While the run from town had worn him out; the sweat pouring from Jim’s face now came from fear and nervousness. He knew that Sergeant Reynolds would be a stern man, but he wasn’t prepared for anything quite like this. He wanted to say something smart to put the man in his place but found himself struggling to form a coherent thought. “Well, uhm, sir. I errr, I tried to get here on time sir. I didn’t…” His mind raced trying to come up with a way out.
“What’s wrong with you boy? Do you have some sort of brain damage? Spit it out. Well uhm, sir. Are we going to have to teach you English on top of everything else? You might be the sorriest excuse for a trainee I have ever seen walk through that gate. Well, are you going to say something or am I going to have to make you run laps around the fort until you remember how to speak?”

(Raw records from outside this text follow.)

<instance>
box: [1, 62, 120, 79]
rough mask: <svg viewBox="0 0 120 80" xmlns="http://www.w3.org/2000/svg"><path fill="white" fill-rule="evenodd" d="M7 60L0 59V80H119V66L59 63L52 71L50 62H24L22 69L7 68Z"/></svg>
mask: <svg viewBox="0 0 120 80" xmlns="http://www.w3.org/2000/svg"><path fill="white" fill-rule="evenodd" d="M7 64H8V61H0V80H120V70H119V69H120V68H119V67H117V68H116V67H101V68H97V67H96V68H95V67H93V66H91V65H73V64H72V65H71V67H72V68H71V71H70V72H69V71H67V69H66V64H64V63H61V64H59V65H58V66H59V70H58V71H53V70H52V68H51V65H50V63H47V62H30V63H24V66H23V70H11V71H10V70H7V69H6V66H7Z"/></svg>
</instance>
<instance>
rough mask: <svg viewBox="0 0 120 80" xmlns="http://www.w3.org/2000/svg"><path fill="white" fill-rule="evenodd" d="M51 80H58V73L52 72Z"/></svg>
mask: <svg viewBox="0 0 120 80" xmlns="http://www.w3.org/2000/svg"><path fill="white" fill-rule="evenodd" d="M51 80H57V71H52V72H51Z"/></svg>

Jim didn’t know what he would have said next, but he was shaken out of his shock by the sound of laughter. “Sorry Sarge, that look on his face is just too priceless. Well, uhm, sir. I err. He looks like he’s going to piss his pants.” The boy on the end was laughing loudly and barely managed to get the words out. Once one of them had broken down it was only seconds before the others had joined in. Soon they were all bending over holding their stomachs as they laughed hysterically. Jim saw Chloe look up from her book just long enough to give them an annoyed look and then return to reading.
“Well damn boys, I had a whole speech ready to go. I thought I could make this one cry and you have to go and give me away. I didn’t even get to ask him if Higgens had laced his boots for him..” Sergeant Reynolds looked annoyed for a minute as his hands waved in the air. Finally, a smile cracked, and he couldn’t help but join in the laughter.

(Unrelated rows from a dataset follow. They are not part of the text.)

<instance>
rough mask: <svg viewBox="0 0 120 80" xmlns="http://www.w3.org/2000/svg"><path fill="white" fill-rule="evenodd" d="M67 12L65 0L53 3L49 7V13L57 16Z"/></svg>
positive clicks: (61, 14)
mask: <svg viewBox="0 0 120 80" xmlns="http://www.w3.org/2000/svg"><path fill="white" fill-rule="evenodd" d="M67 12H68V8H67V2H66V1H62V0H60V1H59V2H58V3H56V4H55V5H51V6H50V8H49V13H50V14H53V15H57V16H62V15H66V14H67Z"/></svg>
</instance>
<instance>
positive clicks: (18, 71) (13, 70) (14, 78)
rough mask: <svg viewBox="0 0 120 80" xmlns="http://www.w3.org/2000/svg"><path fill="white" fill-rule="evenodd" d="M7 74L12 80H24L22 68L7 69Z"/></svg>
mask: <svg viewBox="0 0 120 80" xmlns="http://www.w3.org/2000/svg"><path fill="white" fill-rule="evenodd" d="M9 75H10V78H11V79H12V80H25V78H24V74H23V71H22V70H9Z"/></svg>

Jim stared relieved and confused all at the same time. “What’s going on here?”
Sergeant Reynolds managed to regain his composure, but the smile never left his face. Jim noticed that it made him look significantly less scary than he had been just minutes before. When he spoke again his voice had a jovial tone to it and Jim could tell that he was trying to hold back more laughter. “This is a militia, not a military. We’re just another part of the town and like to have a little fun with our new recruits. Everyone gets the speech. Even if they show up an hour early. I can usually keep up the angry act for at least five minutes, but the boys here just had to be a part of it this time.”
“Dad warned me about you though. He said that you were really hardcore and that you didn’t have a sense of humor to speak of.”
“Your pop is an old buddy. We went through training together twenty-five years ago. There’s no way he’d spoil this joke for me. We expect a lot out of you here. Make no mistake; it will be hard at times, but it can be fun too. Of course, today you’re going to be doing a lot of sitting around and listening to me talk. For the record, that’s not the fun part.” Sergeant Reynolds pointed to one of the doors on the inside wall of the fort. “We best get started. Head on in there and take a seat.”